NVIDIA this month is unifying its GeForce NOW service across all platforms that it supports, extending the latest iteration of the service for PCs and Macs to include NVIDIA’s SHIELD TV consoles. From now on, all 225 games supported by the game streaming service will also run on the Android TV STB.
The gaming industry’s wet dream: no physical media, no downloaded games – just streaming.
does this work with most people’s domestic internet?
don’t you need super fast super-low latency and super-low jitter for this to work?
or is this for streaming Solitaire?
It’s for rich no-life anyway.
Depends on the game… For most games high-speed cable is good enough. For twitchy FPS games though you pretty much need fiber for the experience to be good. Not great, just good.

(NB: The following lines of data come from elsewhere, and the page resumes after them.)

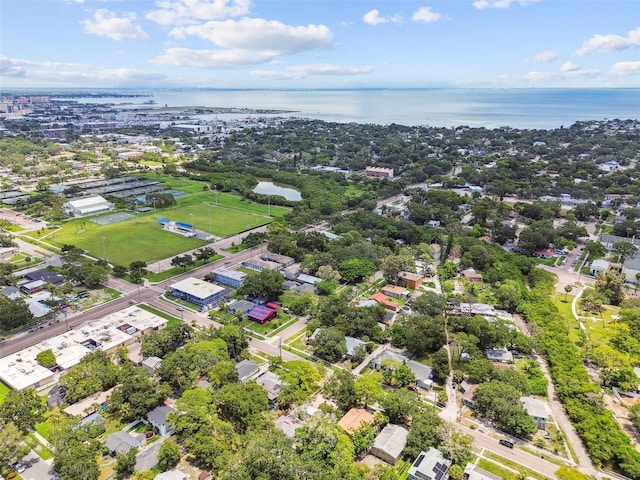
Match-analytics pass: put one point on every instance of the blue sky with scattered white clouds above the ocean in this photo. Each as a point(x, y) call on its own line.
point(319, 43)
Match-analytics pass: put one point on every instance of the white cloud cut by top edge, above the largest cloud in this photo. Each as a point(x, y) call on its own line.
point(180, 12)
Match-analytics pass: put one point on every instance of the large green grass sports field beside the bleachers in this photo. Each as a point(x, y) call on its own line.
point(142, 238)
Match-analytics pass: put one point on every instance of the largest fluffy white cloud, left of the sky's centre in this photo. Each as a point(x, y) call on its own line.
point(243, 43)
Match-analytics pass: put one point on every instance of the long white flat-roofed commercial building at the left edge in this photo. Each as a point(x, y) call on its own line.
point(21, 370)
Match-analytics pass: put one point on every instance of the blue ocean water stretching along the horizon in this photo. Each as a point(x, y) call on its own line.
point(490, 108)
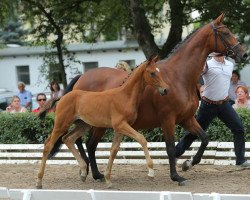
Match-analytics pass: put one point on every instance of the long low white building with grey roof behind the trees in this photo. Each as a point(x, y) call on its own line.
point(23, 63)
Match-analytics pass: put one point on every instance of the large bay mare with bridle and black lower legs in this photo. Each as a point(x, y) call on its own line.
point(181, 70)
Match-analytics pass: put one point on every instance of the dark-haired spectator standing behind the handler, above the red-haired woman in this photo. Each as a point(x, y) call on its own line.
point(234, 83)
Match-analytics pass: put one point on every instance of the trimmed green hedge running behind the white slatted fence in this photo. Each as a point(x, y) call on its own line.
point(26, 128)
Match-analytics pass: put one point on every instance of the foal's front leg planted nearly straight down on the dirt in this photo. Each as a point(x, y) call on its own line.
point(113, 152)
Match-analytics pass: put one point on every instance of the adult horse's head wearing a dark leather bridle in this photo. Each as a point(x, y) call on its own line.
point(224, 41)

I have gigabit fiber and with the PC on wired ethernet it is pretty decent. On my Shield TV on wireless, not so much… Although I guess if you have Wireless AC its probably ok (I just have N).

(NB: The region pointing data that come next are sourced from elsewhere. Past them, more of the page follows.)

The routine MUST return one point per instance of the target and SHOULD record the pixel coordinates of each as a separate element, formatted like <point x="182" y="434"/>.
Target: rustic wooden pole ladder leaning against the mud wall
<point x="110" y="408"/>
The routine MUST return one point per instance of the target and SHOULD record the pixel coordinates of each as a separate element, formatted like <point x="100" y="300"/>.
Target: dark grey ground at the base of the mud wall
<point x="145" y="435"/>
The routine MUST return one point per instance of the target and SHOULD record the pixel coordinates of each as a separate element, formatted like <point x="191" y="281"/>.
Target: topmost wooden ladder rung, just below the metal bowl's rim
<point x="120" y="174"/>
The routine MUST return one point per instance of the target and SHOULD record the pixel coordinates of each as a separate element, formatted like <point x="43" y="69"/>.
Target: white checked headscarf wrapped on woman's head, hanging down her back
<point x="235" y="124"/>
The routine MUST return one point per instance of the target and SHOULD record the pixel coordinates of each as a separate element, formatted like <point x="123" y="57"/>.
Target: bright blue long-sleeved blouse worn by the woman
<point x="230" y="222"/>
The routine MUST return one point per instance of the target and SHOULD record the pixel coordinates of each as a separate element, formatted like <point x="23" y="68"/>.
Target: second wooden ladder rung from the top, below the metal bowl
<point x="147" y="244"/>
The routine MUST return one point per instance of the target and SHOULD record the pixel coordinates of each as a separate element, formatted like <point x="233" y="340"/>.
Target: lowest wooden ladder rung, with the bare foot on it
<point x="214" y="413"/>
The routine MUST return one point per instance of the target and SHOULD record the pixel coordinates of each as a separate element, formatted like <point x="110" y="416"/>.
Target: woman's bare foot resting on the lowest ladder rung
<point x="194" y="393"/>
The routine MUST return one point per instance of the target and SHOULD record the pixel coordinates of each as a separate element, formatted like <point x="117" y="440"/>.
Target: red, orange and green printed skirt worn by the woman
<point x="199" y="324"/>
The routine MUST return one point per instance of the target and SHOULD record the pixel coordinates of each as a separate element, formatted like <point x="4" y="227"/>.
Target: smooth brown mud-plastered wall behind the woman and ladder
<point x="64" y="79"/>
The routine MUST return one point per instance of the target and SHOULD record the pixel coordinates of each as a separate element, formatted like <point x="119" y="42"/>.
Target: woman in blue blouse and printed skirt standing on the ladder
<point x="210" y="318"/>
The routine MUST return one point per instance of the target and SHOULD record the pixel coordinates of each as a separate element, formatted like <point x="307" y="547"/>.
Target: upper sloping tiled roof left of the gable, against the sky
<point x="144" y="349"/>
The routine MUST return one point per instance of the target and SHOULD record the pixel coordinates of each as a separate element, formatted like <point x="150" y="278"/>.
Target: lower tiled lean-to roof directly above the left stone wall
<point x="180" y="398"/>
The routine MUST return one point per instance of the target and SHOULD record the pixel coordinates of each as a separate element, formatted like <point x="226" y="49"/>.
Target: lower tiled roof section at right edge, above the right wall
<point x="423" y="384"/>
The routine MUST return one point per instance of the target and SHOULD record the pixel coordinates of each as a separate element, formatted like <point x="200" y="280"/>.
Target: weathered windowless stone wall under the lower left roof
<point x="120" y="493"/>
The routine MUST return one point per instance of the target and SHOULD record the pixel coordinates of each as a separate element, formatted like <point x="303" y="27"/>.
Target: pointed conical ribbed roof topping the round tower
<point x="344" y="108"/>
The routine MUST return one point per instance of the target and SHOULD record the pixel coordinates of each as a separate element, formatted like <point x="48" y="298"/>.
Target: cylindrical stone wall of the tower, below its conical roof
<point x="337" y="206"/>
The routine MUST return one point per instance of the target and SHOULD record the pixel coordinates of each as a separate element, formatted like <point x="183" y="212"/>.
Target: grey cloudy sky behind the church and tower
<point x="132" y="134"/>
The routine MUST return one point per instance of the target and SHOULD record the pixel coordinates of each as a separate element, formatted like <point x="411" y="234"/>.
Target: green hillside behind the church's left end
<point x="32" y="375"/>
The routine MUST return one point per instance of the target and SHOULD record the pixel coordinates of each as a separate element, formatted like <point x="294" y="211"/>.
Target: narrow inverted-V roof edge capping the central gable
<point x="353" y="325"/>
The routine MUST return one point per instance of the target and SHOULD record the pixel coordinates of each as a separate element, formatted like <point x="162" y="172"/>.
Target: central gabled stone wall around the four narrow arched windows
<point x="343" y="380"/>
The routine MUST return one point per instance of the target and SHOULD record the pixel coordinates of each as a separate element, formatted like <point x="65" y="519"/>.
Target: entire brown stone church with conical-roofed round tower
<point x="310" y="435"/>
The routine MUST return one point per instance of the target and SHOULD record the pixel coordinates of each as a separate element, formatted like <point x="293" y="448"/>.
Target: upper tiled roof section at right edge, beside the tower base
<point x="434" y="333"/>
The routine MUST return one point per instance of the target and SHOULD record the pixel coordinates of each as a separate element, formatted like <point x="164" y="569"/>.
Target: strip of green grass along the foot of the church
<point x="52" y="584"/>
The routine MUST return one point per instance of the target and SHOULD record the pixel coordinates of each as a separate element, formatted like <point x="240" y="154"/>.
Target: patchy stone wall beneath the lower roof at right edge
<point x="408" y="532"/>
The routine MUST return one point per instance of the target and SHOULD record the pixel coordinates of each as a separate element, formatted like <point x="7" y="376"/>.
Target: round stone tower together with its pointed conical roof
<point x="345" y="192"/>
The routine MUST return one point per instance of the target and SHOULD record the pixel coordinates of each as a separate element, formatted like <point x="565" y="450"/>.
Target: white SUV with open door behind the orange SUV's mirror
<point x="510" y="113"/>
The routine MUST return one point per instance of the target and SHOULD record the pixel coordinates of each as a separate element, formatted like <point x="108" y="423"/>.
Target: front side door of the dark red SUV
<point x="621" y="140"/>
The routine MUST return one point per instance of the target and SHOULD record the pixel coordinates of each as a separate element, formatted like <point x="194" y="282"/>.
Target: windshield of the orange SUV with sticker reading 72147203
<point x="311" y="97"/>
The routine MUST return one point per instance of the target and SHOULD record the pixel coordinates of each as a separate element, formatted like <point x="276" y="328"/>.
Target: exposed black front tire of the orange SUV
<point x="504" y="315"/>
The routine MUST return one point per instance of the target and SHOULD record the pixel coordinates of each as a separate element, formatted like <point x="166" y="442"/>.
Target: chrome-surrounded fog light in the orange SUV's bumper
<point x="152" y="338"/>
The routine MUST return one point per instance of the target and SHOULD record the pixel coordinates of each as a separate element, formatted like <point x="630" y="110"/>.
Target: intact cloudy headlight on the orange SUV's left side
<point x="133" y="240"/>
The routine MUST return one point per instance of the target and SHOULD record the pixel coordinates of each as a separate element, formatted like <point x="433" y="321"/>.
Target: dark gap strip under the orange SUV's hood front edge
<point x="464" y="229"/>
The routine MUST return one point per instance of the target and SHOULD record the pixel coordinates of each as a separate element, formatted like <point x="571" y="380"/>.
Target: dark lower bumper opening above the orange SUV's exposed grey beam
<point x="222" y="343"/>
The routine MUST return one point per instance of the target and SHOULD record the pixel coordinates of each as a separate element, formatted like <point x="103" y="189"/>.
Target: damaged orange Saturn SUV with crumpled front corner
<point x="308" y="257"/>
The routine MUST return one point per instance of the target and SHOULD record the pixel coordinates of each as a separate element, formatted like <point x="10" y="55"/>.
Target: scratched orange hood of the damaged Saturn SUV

Ive only used it once or twice out of curiosity though with some free games… Not my bag.
Edited 2018-07-16 21:38 UTC
I am on 12mbit ADSL, only tried Fortnite and it was surprisingly playable even on wifi. Not good, but playable nonetheless. Getting fibre next week and expect it to be good enough for me, I’m not really a gamer though, so take it with a grain of salt.

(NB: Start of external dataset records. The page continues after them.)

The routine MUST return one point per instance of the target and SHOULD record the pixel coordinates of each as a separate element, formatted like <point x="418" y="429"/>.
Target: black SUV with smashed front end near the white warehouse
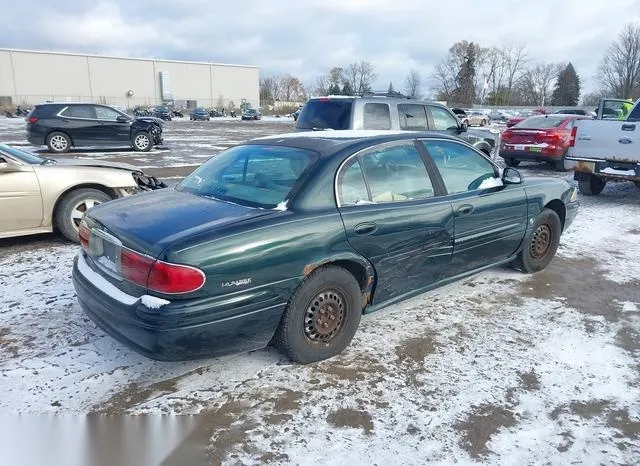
<point x="61" y="126"/>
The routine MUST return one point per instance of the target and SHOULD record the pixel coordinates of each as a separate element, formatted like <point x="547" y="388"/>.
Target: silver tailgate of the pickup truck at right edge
<point x="607" y="139"/>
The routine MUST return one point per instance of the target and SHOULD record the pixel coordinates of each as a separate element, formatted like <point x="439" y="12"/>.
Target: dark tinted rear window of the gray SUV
<point x="325" y="114"/>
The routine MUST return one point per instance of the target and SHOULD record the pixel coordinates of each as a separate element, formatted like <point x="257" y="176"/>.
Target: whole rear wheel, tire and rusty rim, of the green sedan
<point x="321" y="317"/>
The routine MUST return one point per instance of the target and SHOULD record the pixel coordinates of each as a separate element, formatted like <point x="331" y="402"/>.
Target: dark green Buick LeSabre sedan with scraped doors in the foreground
<point x="290" y="238"/>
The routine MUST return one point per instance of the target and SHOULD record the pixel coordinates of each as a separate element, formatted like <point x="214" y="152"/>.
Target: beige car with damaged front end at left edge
<point x="40" y="195"/>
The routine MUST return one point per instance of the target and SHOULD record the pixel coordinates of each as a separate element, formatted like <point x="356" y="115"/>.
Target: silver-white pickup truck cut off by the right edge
<point x="607" y="148"/>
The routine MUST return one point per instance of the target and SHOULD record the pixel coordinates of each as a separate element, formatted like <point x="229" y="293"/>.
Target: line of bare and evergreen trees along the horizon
<point x="472" y="74"/>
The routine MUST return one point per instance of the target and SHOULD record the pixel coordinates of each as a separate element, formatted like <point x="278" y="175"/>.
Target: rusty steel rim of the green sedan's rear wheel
<point x="324" y="317"/>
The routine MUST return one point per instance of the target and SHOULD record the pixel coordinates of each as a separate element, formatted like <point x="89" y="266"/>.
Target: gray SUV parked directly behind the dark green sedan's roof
<point x="385" y="113"/>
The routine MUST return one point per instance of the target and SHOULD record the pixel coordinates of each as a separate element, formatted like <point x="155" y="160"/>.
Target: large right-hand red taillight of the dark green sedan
<point x="159" y="276"/>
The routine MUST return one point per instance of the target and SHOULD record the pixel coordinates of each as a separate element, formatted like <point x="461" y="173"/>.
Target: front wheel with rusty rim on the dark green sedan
<point x="541" y="244"/>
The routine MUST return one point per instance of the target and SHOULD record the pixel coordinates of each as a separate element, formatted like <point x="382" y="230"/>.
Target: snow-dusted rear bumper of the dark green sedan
<point x="182" y="329"/>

Streaming single player games, split screen racing games and street fighter have also worked fine, with only the occasional hiccup.
It’s pretty good for certain types of games, and it works even on my ancient 10 year old PC, and my 5 year old macbook pro.
It doesn’t beat native hardware – even the nVidia GeForce 650 in my laptop out performs.
Edited 2018-07-17 06:34 UTC
Considering that streaming from a PC with a GeForce card to a Shield TV over wired gigabit Ethernet is mediocre to terrible, I can’t begin to imagine the horror of streaming a game as it’s rendered “in the cloud” over my 100Mbps cable Internet connection.
First world problems, to be sure, but I don’t feel like paying full retail price for a game, then paying for a service to stream that game with lag and blocky graphics, and never getting a downloadable or gods forbid, physical copy of what I paid so much for.
Of course it doesn’t work. Only a utter moron would think playing games or watching tv or movies via streaming would be a viable solution for anything other than for getting ripped-off.
What’s wrong with movie/TV streaming?… (latency here doesn’t matter)
The ultimate DRM.
that’s where modern software is headed. all you need is a dumb terminal to The Cloud, in the guise of a web browser.
So we can party like it’s 1969! The time-share computer system reimagined for the 21st century.
…are always the ones that requires the most bandwidth. Right?
Correct me if I’m wrong, but don’t you still have to pay full price for the game, plus the streaming price on top of that? If so, it’s basically like renting someone’s gaming PC to play your own games on, except you don’t actually own said games. Don’t see how that’s a good deal.
If it’s something like Spotify, where the GeForce Now cost includes a library of games, then yeah, that could make at least some financial sense to the consumer.